Clear Sky Science · en
Interaction-constrained 3D molecular generation using a diffusion model enables structure-based pharmacophore modeling for drug design
Why designing better medicines is so hard
Modern drug discovery often hinges on persuading a small molecule to fit into a protein like a key into a lock. But the key must do more than fit: it must form the right set of tiny attractions—such as weak electrical pulls and water‑avoiding patches—so the drug stays bound strongly and specifically. The chemical universe is astronomically large, far beyond what today’s databases contain, so researchers are searching for smarter ways to invent new keys from scratch while preserving these crucial contact patterns.

Teaching a computer what really matters
This study introduces DiffPharma, a computational framework that generates three‑dimensional drug‑like molecules directly inside a protein’s binding site. Instead of asking the algorithm to search huge catalogs of existing compounds, DiffPharma creates new ones atom by atom, guided by how they are supposed to interact with the protein. The method is built on a modern class of generative models called diffusion models, which start from random noise and gradually “denoise” it into a structured object—in this case, a 3D molecule nestled in the protein pocket.
Encoding the protein’s handshake
To tell the model what matters at the protein surface, the authors represent key contacts as small “interaction particles” sprinkled along the paths between the protein and a reference molecule. Two common interaction types are emphasized: hydrogen bonds, which act like directional magnets between specific atoms, and hydrophobic contacts, where oily regions cluster together away from water. Separate neural networks learn the geometry and chemistry of each interaction type, as well as the overall shape of the binding pocket, and then a special fusion architecture combines these viewpoints into a single, coherent picture that guides molecule generation.
How well does it mimic real binding patterns?
The team tested DiffPharma on 100 different protein–molecule pairs and asked how faithfully new molecules reproduced the original contact patterns, residue by residue. They measured this using a cosine similarity score between 0 and 1, where 1 means perfect agreement. DiffPharma’s distribution peaked around 0.9, meaning that, on average, the same protein residues formed the same types of key interactions as in the reference structures—substantially better than six competing methods. Importantly, the model did this while still producing a variety of molecular shapes, and the generated compounds kept realistic bond lengths, angles, and overall 3D geometry typical of real, stable molecules.

From theory to practical drug leads
Beyond benchmarks, the authors asked whether DiffPharma could design plausible drug candidates for real targets. For two well‑studied enzymes—AKT kinase and a β‑lactamase linked to antibiotic resistance—the method generated molecules that preserved the essential interaction patterns of known ligands yet often used different chemical scaffolds, a desirable form of “scaffold hopping” in medicinal chemistry. In a more demanding case study on the main protease of SARS‑CoV‑2, DiffPharma was steered using specific interaction choices and then examined with molecular dynamics simulations and binding‑energy estimates.

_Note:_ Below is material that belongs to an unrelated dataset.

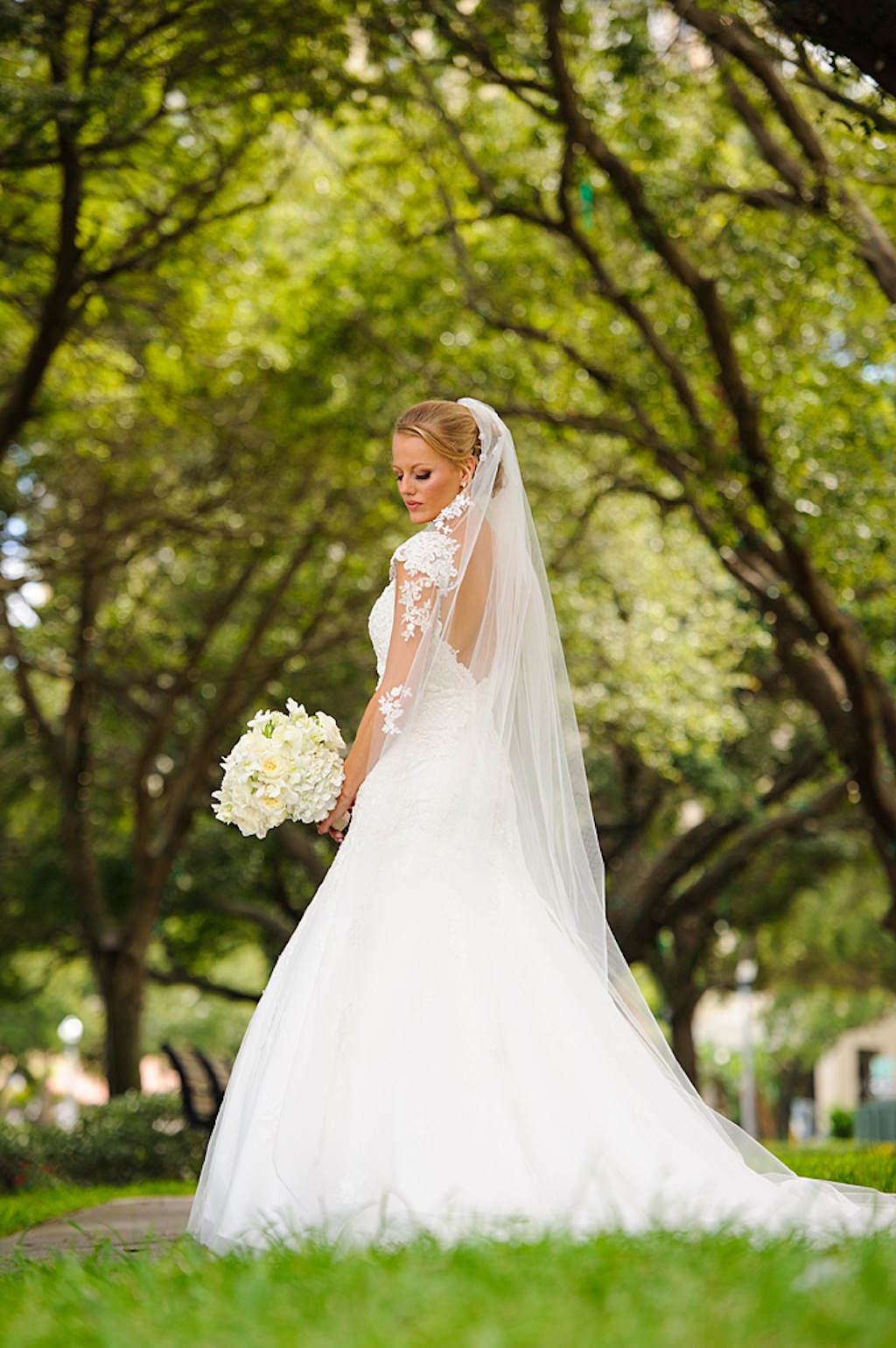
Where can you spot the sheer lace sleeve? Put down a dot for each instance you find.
(424, 569)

Molecules generated under stricter interaction constraints formed more stable complexes and sometimes showed more favorable predicted binding energies than a known reference inhibitor. Notably, the system even rediscovered that reference compound—despite it never appearing in training—purely from the protein structure and interaction instructions.
What this means for future medicines
To a non‑specialist, DiffPharma can be thought of as a smart, 3D‑aware drafting tool for drug molecules: given the shape of a protein pocket and a desired pattern of “handshakes,” it proposes chemically reasonable keys that fit and interact in the right ways. While it does not yet optimize every property a medicine needs, such as solubility or metabolism, the method reliably preserves the crucial contact map at the protein surface and explores new regions of chemical space beyond current catalogs. This interaction‑guided approach may help researchers move more quickly from structural data on disease‑related proteins to diverse, realistic starting points for experimental drug development.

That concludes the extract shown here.